Este lo niega y aseguró que la presidenta lo alentó a aclarar las dudas por la transparencia.
Rousseff, del Partido de los Trabajadores, que encabeza su mentor político, el expresidente Luiz Inácio Lula da Silva, gobierna con una coalición integrada por más de 10 partidos, a raíz de que su formación solo tiene 85 de los 581 diputados de la Cámara baja.
Siguiendo una tradición política, la mandataria asegura el apoyo en el Congreso a cambio de distribuir cuotas de poder.
Y, no obstante los escándalos, su popularidad superaba el 70% a finales de septiembre y, según las consultorías Análisis y CAC, no se espera un deterioro significativo de su imagen.
Sin embargo, la caída de Lupi el domingo sí afectó la estrategia de Rousseff, que pensaba removerlo de su cargo en 2012 cuando llevará a cabo una reforma integral de su gabinete y posiblemente suprimirá algunas carteras.
"Las dimisiones no parece que vayan a desbaratar la coalición, ni generar una parálisis en el Congreso.

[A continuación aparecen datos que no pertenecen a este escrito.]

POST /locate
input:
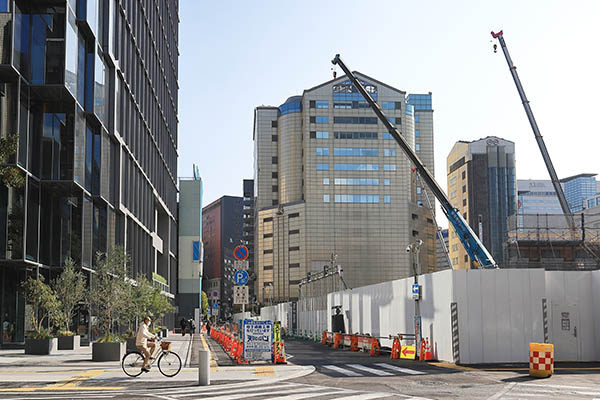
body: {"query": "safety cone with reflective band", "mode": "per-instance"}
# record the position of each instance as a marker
(337, 340)
(541, 360)
(354, 343)
(374, 346)
(396, 346)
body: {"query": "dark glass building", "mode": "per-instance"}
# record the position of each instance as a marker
(90, 88)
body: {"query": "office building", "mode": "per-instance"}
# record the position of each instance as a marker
(189, 293)
(90, 87)
(482, 186)
(577, 188)
(330, 181)
(221, 233)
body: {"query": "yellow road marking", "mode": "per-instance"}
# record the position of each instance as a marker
(213, 362)
(264, 371)
(75, 380)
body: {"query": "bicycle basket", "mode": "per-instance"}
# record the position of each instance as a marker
(165, 345)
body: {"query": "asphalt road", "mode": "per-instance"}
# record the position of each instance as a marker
(356, 370)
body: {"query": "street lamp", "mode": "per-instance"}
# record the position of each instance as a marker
(415, 248)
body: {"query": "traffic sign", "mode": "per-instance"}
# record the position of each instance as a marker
(240, 252)
(408, 352)
(416, 292)
(241, 277)
(240, 295)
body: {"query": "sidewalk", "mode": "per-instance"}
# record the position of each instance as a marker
(75, 368)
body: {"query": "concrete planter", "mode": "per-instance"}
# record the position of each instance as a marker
(110, 351)
(41, 346)
(69, 342)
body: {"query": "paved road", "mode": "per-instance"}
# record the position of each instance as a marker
(360, 371)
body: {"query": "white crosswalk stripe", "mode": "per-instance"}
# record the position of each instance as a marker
(341, 370)
(400, 369)
(369, 369)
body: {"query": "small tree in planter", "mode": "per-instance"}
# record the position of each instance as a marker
(46, 307)
(70, 290)
(110, 297)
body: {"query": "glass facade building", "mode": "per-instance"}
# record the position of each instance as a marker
(90, 88)
(329, 181)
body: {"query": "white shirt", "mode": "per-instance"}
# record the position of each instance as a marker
(143, 335)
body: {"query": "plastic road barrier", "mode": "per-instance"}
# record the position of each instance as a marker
(541, 360)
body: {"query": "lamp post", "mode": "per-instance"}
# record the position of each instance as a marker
(415, 249)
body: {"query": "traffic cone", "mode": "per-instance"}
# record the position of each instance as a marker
(395, 354)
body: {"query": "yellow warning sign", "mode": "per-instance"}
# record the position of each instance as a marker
(277, 332)
(408, 352)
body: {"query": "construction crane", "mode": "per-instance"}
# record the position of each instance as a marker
(475, 249)
(538, 137)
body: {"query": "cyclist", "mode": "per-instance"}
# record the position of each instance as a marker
(141, 342)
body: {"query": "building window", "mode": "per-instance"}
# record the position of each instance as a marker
(355, 135)
(356, 167)
(355, 152)
(355, 120)
(357, 198)
(356, 181)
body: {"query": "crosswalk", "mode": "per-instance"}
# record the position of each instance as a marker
(273, 390)
(377, 369)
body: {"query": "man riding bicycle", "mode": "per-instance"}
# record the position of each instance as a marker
(141, 342)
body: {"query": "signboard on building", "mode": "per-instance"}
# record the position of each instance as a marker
(258, 340)
(240, 295)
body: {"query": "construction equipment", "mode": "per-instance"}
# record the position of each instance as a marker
(538, 137)
(475, 249)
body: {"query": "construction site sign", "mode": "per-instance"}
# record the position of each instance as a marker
(409, 352)
(258, 340)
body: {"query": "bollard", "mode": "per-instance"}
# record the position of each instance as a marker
(203, 367)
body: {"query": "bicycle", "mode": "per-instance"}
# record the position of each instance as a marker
(169, 362)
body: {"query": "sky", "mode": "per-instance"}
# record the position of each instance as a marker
(237, 55)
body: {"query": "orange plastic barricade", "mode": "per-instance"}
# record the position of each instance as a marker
(337, 339)
(541, 360)
(395, 354)
(374, 346)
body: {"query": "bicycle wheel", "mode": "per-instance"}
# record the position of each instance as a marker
(132, 363)
(169, 363)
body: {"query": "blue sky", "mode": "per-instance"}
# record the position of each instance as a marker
(236, 55)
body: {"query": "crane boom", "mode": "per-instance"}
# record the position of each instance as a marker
(538, 136)
(475, 249)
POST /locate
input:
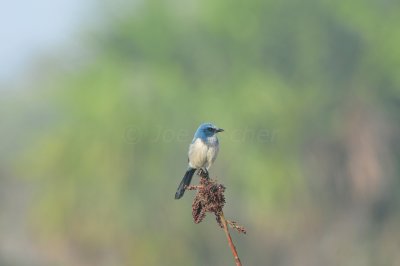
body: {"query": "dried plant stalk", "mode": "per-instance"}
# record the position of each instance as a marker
(210, 198)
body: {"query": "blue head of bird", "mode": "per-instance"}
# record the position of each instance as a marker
(207, 130)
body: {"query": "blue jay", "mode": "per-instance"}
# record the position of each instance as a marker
(202, 153)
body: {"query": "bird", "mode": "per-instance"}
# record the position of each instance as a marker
(202, 153)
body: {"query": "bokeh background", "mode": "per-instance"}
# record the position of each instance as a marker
(94, 132)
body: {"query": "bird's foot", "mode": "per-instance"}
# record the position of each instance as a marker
(203, 173)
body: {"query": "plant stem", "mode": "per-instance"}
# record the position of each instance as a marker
(230, 242)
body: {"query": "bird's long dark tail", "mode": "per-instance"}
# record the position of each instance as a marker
(187, 178)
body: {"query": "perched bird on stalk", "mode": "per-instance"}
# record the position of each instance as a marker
(202, 153)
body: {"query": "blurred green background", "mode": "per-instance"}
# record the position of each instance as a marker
(94, 142)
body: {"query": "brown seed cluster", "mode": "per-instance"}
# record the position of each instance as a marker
(209, 198)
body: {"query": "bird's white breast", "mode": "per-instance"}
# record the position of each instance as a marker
(201, 154)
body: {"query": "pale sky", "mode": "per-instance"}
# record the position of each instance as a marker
(28, 28)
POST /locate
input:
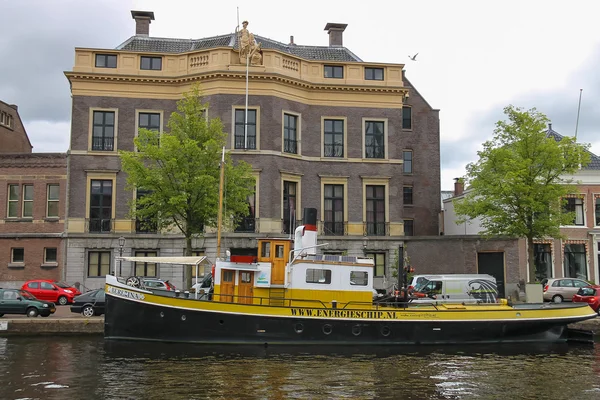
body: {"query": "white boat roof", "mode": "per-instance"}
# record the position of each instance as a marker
(192, 260)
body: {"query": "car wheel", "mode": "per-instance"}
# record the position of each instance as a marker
(557, 298)
(87, 311)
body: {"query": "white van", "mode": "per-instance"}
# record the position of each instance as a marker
(476, 288)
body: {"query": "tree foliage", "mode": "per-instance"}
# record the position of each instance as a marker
(180, 169)
(517, 185)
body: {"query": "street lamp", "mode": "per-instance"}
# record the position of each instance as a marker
(121, 244)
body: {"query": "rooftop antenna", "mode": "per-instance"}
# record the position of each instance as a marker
(578, 108)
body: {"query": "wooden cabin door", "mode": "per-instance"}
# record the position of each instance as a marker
(280, 255)
(227, 288)
(245, 288)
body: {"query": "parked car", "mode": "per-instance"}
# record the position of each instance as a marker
(590, 295)
(90, 303)
(562, 289)
(18, 301)
(54, 291)
(149, 283)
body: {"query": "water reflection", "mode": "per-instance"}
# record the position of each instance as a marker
(89, 368)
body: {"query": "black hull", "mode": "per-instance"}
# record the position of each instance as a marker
(131, 320)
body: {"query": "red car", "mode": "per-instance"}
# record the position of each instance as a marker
(590, 295)
(56, 292)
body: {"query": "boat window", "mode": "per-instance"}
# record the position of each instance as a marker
(265, 250)
(322, 276)
(360, 278)
(279, 251)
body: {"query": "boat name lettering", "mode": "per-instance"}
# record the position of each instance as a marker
(126, 293)
(332, 313)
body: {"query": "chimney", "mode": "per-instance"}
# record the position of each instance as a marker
(336, 32)
(142, 22)
(459, 186)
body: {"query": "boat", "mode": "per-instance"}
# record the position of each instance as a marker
(289, 294)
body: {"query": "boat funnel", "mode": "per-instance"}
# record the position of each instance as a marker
(305, 236)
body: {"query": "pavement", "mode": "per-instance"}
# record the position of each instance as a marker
(61, 313)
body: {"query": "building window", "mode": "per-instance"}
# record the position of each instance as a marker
(407, 195)
(334, 71)
(406, 117)
(322, 276)
(153, 63)
(360, 278)
(375, 210)
(103, 131)
(13, 201)
(289, 206)
(379, 260)
(98, 263)
(373, 74)
(333, 138)
(245, 138)
(290, 134)
(407, 161)
(106, 61)
(53, 197)
(150, 121)
(50, 255)
(145, 268)
(101, 206)
(27, 201)
(143, 225)
(542, 254)
(575, 205)
(248, 222)
(575, 264)
(334, 210)
(374, 139)
(17, 255)
(409, 227)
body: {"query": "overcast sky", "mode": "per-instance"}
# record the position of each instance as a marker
(475, 57)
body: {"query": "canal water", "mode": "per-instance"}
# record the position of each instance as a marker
(87, 368)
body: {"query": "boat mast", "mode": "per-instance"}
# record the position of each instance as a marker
(220, 216)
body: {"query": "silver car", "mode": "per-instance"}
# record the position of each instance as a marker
(562, 289)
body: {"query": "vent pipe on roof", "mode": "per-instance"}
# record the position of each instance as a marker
(336, 33)
(142, 22)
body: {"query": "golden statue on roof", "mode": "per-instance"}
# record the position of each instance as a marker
(250, 50)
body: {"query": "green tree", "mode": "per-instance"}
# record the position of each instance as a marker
(518, 184)
(180, 169)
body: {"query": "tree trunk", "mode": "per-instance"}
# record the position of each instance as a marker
(531, 260)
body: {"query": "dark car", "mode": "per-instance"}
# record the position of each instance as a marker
(18, 301)
(90, 303)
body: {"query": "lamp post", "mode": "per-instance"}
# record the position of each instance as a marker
(121, 244)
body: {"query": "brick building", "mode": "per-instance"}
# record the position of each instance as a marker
(13, 137)
(325, 129)
(32, 215)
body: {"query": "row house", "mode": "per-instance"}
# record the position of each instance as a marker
(321, 128)
(577, 255)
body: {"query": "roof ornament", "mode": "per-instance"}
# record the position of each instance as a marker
(250, 50)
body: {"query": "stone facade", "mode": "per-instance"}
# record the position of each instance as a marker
(31, 236)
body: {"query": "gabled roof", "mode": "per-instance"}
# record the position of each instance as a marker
(594, 159)
(168, 45)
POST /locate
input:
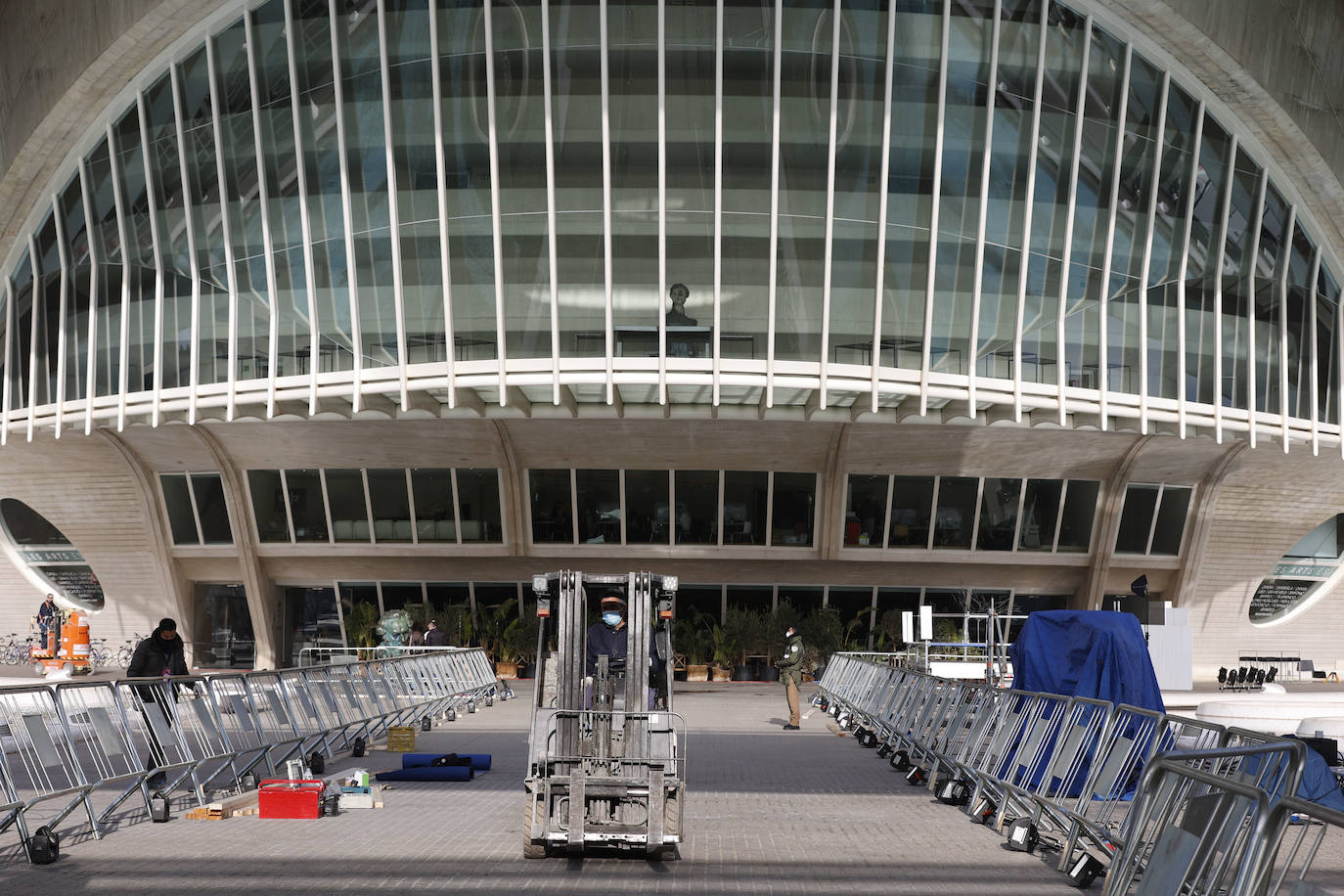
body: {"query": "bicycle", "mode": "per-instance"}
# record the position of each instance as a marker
(14, 651)
(126, 650)
(98, 653)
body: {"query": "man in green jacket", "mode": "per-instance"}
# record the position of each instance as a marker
(790, 673)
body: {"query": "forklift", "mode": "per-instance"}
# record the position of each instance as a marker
(67, 647)
(606, 752)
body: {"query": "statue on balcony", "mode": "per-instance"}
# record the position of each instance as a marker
(678, 316)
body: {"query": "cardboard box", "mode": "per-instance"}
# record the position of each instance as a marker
(401, 739)
(356, 801)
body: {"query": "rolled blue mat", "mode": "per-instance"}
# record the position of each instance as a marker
(480, 760)
(446, 773)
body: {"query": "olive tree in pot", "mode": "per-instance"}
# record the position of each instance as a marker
(499, 625)
(524, 645)
(740, 628)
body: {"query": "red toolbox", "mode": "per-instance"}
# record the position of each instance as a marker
(284, 798)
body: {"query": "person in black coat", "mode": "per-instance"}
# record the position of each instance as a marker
(160, 654)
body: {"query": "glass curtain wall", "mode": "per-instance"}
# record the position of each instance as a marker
(319, 187)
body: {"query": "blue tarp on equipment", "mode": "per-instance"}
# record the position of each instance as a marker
(1086, 653)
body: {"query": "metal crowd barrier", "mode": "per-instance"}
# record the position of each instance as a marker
(93, 745)
(1105, 784)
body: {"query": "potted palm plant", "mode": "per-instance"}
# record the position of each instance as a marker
(524, 645)
(499, 625)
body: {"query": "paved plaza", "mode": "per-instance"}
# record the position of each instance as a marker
(768, 812)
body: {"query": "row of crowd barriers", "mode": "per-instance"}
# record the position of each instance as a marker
(1159, 803)
(71, 745)
(319, 655)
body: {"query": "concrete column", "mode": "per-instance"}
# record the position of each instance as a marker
(262, 606)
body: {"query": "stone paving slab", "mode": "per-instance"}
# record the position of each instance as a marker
(769, 812)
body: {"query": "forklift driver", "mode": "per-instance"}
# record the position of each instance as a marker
(609, 637)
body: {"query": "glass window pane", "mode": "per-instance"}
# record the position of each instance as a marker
(178, 500)
(999, 515)
(855, 608)
(210, 506)
(697, 507)
(891, 605)
(391, 510)
(794, 508)
(359, 605)
(398, 596)
(1171, 520)
(1077, 518)
(268, 506)
(600, 506)
(433, 490)
(305, 504)
(647, 512)
(1039, 515)
(802, 598)
(553, 518)
(478, 504)
(956, 511)
(349, 514)
(743, 507)
(1136, 518)
(450, 608)
(866, 511)
(912, 503)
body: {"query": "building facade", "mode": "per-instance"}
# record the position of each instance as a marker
(312, 304)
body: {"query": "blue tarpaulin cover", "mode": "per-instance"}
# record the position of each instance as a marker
(1086, 653)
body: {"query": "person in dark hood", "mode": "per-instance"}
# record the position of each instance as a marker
(160, 654)
(435, 637)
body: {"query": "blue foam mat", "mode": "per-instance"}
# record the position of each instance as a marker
(480, 760)
(426, 773)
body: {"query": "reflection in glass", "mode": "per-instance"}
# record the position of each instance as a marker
(391, 510)
(866, 511)
(1077, 518)
(743, 507)
(1171, 520)
(793, 510)
(182, 521)
(553, 510)
(1136, 518)
(912, 510)
(599, 495)
(211, 507)
(478, 504)
(349, 512)
(647, 515)
(268, 506)
(1039, 514)
(956, 512)
(696, 507)
(433, 493)
(398, 596)
(305, 504)
(998, 515)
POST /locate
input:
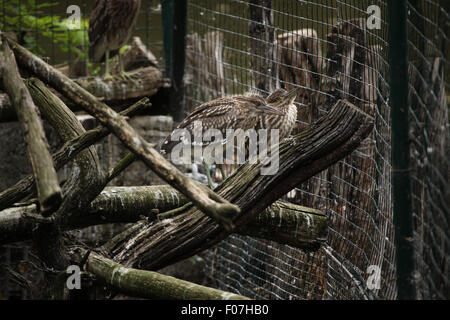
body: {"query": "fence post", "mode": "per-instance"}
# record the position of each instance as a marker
(174, 16)
(401, 162)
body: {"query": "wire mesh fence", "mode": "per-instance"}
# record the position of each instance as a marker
(332, 50)
(45, 28)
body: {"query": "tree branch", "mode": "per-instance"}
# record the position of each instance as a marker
(48, 189)
(204, 198)
(282, 222)
(148, 284)
(66, 153)
(320, 145)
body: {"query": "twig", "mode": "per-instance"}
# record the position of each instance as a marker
(48, 189)
(66, 153)
(204, 198)
(149, 284)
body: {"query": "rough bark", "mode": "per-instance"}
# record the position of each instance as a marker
(150, 285)
(262, 46)
(147, 82)
(282, 222)
(66, 153)
(204, 198)
(322, 144)
(48, 189)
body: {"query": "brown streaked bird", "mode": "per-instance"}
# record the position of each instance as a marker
(244, 112)
(110, 27)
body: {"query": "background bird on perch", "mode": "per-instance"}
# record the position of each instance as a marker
(110, 27)
(250, 111)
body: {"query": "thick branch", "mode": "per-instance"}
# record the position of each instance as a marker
(148, 81)
(282, 222)
(84, 183)
(48, 189)
(65, 154)
(150, 285)
(204, 198)
(320, 145)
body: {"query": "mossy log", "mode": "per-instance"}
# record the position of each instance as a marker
(285, 223)
(320, 145)
(203, 197)
(67, 152)
(147, 81)
(48, 189)
(148, 284)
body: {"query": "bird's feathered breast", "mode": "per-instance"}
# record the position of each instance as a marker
(237, 112)
(110, 26)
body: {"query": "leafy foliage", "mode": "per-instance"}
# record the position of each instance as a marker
(31, 23)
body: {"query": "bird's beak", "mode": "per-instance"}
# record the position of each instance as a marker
(291, 95)
(271, 110)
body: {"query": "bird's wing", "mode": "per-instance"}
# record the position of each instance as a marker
(215, 114)
(98, 26)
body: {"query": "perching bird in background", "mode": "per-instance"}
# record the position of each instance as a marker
(110, 27)
(250, 111)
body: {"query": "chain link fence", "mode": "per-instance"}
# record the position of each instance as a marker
(331, 50)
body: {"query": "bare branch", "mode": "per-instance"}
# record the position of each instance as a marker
(65, 154)
(149, 284)
(204, 198)
(48, 189)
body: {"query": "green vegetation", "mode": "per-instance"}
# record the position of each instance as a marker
(31, 23)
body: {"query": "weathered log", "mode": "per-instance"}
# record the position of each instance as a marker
(6, 110)
(66, 153)
(84, 183)
(136, 56)
(282, 222)
(48, 189)
(148, 284)
(147, 82)
(205, 64)
(262, 34)
(204, 198)
(324, 143)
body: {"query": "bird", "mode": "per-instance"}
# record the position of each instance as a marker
(248, 111)
(110, 27)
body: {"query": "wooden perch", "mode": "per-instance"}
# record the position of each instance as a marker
(319, 146)
(83, 184)
(66, 153)
(48, 189)
(262, 34)
(148, 284)
(204, 198)
(285, 223)
(136, 56)
(147, 82)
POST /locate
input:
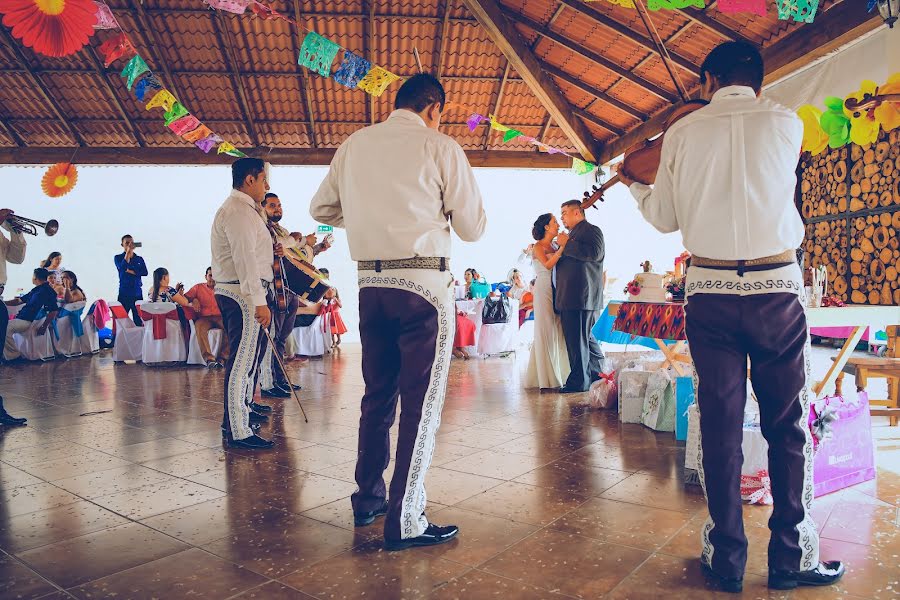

Seguirá manteniendo la estabilidad política y podrá concentrarse en la economía", dijo Cortés. Según expertos, parte del hecho de que todo esto pase de largo es que el tema de la corrupción recién empieza a ser visto en Brasil.
Renuncia. El ministro Carlos Lupi dijo el domingo que deja el cargo después de sufrir lo que calificó como "persecución política y personal por parte de la prensa``, que ha reportado durante semanas que sus altos funcionarios han estado involucrados en sobornos.
El ministro fue acusado de aceptar paseos gratuitos en aviones privados en 2009 propiedad de Adair Meira, un hombre de negocios y director de una organización no gubernamental que ganó contratos del gobierno con el Ministerio del Trabajo. Lupi negó enfáticamente haber cometido algún acto incorrecto, y fue ante un panel del Congreso a decirle a los legisladores que ni siquiera conoce a Meira.
Sin embargo, durante los días siguientes a su testimonio, la revista Veja publicó en internet un video que muestra a Lupi y a Meira juntos, estrechando sus manos con seguidores en un aeropuerto.
La salida de los ministros de Rousseff empezó en el mes de junio, cuando su jefe de gabinete, Antonio Palocci, fue forzado a salir debido a reportes sobre un rápido crecimiento de su riqueza. Los ministros de Agricultura, Transporte y Turismo también renunciaron luego de acusaciones de irregularidades. El ministro de Defensa fue forzado a renunciar luego de haber criticado a otros ministros y el de Deporte, Orlando Silva, renunció luego de acusaciones de sobornos en su ministerio.